Topical Area: Nutritional Epidemiology
Greater protein intakes have been associated with decreased weight, BMI, waist circumference (WC) and increased HDL-cholesterol (HDL-C) concentrations. However, the relationship between protein intake during specific eating occasions and metabolic health is not well described. This study measured protein intake at meals (breakfast, lunch, dinner) and snacks and evaluated associations between protein intake at meals or snacks and markers of metabolic health in US adults.
Methods : Using the National Cancer Institute method, deciles of individual usual intake (IUI) for protein at meals and combined snacking occasions were calculated using NHANES 2013-2016 data (n = 10,112; ≥ 19 y). Relationships between protein intake at meals and snacks and markers of metabolic health were determined using regression analysis. Covariates included age, age2, sex, ethnicity, physical activity level, poverty income ratio, IUI of carbohydrate at specific meal/snack, IUI of total fat at specific meal/snack, BMI (non-weight-related variables), and IUI of protein at other meals/snacks. P < 0.01 was considered significant.
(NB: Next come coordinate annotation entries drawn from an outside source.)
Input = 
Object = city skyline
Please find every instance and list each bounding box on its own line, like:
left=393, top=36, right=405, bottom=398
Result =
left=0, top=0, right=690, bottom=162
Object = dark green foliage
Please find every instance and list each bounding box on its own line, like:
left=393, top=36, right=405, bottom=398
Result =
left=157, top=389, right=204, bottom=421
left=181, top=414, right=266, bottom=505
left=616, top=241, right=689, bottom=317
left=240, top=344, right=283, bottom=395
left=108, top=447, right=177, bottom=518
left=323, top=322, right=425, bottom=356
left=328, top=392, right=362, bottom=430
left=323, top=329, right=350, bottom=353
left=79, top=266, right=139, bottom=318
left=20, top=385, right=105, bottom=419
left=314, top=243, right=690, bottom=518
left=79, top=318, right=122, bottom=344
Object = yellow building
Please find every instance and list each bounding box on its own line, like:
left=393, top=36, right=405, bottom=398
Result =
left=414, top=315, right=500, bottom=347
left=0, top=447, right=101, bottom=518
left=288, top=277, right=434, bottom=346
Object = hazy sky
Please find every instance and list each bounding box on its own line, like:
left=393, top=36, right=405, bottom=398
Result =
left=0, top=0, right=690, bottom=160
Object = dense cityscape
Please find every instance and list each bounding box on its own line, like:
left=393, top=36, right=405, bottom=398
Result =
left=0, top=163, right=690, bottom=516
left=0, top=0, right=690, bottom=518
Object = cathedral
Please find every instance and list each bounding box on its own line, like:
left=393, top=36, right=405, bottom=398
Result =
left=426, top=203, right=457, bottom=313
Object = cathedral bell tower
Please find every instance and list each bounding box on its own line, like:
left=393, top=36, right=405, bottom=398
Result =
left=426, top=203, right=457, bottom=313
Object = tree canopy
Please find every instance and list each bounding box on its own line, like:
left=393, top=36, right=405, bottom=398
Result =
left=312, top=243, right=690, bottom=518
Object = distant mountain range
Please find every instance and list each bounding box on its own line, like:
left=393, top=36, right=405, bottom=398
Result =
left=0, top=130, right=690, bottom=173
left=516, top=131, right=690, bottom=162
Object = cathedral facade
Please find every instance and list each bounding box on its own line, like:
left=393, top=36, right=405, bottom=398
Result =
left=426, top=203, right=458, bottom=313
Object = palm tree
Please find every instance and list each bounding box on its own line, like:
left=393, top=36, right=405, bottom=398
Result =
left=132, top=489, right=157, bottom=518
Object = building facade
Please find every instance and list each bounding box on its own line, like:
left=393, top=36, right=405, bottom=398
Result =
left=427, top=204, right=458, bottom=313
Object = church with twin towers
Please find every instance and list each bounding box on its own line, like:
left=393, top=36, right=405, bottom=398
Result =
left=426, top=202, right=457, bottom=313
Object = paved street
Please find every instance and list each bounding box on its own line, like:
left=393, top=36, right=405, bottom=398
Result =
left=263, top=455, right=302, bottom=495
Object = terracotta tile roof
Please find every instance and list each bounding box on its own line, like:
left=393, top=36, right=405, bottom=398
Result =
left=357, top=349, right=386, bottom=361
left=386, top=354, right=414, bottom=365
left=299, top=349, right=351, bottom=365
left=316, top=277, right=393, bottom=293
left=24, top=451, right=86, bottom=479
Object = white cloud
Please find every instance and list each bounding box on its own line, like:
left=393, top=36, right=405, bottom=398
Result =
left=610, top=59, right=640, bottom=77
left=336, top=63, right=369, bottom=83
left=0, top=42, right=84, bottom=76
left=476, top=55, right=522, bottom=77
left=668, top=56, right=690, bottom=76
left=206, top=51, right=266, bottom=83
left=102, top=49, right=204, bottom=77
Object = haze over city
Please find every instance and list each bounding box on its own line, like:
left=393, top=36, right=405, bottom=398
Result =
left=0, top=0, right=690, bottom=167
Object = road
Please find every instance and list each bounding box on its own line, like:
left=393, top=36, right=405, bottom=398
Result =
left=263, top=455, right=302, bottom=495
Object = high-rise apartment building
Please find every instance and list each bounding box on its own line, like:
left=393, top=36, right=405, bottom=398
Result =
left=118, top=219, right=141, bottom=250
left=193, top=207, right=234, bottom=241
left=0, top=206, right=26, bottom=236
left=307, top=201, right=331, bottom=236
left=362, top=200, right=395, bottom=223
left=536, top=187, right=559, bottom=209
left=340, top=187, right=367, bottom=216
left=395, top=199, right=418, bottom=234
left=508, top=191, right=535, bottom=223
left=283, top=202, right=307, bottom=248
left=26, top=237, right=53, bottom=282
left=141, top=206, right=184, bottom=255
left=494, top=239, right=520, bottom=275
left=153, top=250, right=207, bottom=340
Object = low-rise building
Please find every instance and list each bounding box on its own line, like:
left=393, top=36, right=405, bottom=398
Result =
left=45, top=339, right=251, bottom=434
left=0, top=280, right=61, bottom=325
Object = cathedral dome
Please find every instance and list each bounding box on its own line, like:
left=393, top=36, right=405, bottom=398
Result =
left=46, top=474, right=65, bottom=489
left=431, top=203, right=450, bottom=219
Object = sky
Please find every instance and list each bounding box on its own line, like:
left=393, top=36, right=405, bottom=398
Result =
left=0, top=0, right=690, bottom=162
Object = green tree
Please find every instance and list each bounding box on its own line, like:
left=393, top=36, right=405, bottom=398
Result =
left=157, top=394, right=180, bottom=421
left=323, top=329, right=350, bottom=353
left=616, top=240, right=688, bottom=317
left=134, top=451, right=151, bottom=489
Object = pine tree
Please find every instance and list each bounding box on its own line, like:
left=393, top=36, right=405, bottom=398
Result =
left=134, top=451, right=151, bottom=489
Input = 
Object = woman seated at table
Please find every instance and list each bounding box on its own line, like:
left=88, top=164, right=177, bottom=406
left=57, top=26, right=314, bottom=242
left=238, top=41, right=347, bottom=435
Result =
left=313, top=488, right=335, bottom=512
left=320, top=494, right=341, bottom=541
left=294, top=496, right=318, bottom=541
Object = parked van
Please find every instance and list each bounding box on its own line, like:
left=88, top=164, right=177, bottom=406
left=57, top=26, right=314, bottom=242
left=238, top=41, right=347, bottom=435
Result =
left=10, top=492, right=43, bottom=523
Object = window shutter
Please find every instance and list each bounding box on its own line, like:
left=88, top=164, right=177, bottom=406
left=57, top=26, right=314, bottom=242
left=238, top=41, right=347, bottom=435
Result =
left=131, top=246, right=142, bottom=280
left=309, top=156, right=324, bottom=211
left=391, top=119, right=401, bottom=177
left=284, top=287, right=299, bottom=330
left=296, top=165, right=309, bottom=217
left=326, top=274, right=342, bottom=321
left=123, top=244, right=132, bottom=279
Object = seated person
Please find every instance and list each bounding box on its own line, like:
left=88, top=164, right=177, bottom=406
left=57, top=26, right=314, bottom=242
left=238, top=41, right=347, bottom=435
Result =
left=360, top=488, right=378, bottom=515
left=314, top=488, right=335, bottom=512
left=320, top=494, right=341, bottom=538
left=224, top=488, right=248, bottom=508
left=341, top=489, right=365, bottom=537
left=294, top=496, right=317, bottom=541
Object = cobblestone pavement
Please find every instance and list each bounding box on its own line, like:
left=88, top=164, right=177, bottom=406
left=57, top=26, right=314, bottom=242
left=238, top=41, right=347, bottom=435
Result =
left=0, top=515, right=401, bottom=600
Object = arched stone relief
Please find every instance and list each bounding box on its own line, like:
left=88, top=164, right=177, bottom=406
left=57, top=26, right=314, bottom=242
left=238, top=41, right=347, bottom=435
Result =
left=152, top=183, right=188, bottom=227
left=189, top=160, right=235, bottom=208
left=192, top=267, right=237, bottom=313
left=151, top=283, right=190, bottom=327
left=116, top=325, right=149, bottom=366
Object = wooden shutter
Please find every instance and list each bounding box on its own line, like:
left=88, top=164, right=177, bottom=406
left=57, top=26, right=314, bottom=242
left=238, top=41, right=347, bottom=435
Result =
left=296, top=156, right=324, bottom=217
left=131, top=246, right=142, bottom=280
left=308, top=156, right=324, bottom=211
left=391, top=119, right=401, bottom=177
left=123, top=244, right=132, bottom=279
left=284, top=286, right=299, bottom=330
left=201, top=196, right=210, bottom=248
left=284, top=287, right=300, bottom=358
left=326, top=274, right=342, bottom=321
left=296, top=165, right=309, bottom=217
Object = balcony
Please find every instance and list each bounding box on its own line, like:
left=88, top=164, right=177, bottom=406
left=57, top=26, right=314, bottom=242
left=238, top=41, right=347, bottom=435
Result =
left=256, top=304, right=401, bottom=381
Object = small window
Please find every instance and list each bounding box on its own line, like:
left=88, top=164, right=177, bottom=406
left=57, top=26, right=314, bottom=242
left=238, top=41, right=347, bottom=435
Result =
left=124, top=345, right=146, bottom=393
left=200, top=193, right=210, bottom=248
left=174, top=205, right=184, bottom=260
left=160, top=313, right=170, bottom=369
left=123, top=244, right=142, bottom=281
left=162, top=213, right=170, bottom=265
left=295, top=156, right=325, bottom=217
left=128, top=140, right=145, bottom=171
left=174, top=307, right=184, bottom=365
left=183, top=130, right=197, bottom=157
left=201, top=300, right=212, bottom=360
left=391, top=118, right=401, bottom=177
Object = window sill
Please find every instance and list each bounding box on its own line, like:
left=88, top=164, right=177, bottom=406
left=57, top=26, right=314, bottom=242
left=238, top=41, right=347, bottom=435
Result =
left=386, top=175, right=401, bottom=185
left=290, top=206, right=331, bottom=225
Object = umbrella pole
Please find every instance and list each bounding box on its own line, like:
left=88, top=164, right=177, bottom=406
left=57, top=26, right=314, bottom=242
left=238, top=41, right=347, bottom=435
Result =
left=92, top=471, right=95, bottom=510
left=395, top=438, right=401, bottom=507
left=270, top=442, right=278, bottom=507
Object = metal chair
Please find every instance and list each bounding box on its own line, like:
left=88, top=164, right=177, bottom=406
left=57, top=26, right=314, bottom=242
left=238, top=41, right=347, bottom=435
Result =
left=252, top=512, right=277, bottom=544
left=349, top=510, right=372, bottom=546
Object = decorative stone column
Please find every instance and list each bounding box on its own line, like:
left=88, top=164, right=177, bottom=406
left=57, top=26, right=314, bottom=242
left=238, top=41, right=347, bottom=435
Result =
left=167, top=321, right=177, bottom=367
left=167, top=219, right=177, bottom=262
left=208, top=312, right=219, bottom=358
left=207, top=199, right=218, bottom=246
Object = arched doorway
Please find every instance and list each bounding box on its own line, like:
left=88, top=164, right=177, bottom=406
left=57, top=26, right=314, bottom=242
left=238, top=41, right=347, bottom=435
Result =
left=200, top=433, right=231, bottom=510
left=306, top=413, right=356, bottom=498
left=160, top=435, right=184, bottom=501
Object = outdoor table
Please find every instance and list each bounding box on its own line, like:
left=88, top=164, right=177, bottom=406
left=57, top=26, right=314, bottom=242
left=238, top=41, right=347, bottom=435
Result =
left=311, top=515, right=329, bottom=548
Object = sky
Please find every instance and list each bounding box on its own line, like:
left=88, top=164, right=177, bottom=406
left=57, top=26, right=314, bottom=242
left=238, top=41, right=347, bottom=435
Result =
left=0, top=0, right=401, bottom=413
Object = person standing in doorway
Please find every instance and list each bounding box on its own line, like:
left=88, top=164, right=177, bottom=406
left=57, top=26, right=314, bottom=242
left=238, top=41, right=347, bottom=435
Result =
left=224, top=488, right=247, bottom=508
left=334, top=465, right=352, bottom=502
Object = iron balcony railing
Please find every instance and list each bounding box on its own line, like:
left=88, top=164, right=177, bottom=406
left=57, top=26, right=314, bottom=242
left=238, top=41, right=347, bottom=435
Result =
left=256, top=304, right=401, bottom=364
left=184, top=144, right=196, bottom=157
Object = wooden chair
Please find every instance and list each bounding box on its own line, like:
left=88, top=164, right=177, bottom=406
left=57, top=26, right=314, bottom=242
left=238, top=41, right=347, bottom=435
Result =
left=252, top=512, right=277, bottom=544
Deciles of protein intake ranged (10th and 90th percentiles, mean ± SE) from 5.9 ± 0.1 to 22.6 ± 0.3 g/d at breakfast, 14.0 ± 0.1 to 34.6 ± 0.4 g/d at lunch, 24.3 ± 0.3 to 46.8 ± 0.2 g/d at dinner, and 4.9 ± 0.1 to 16.5 ± 0.2 g/d at snacking occasions. Greater protein intake at breakfast was positively related to HDL-C (0.51 ± 0.17 mg/dL per decile, P = 0.004). Protein intake at dinner was positively associated with the homeostatic model assessment of insulin resistance (0.23 ± 0.08 per decile, P = 0.008). Protein intake from snacks was inversely associated with diastolic blood pressure (-0.27 ± 0.09 mm Hg per decile, P = 0.004) and positively associated with HDL-C (0.68 ± 0.20 mg/dL per decile, P = 0.002). Protein intakes at meals and snacks were not associated with BMI, WC, systolic blood pressure, insulin, glucose, total cholesterol, LDL-cholesterol, triglycerides, or CVD risk.
In US adults, consuming greater protein at breakfast or with snacks and less protein at dinner may be related to improved metabolic health.
Funding Sources : The views expressed herein are those of the authors and do not reflect official policy of the Army, DoD, or U.S. Government. Supported by DMRP/USAMRMC.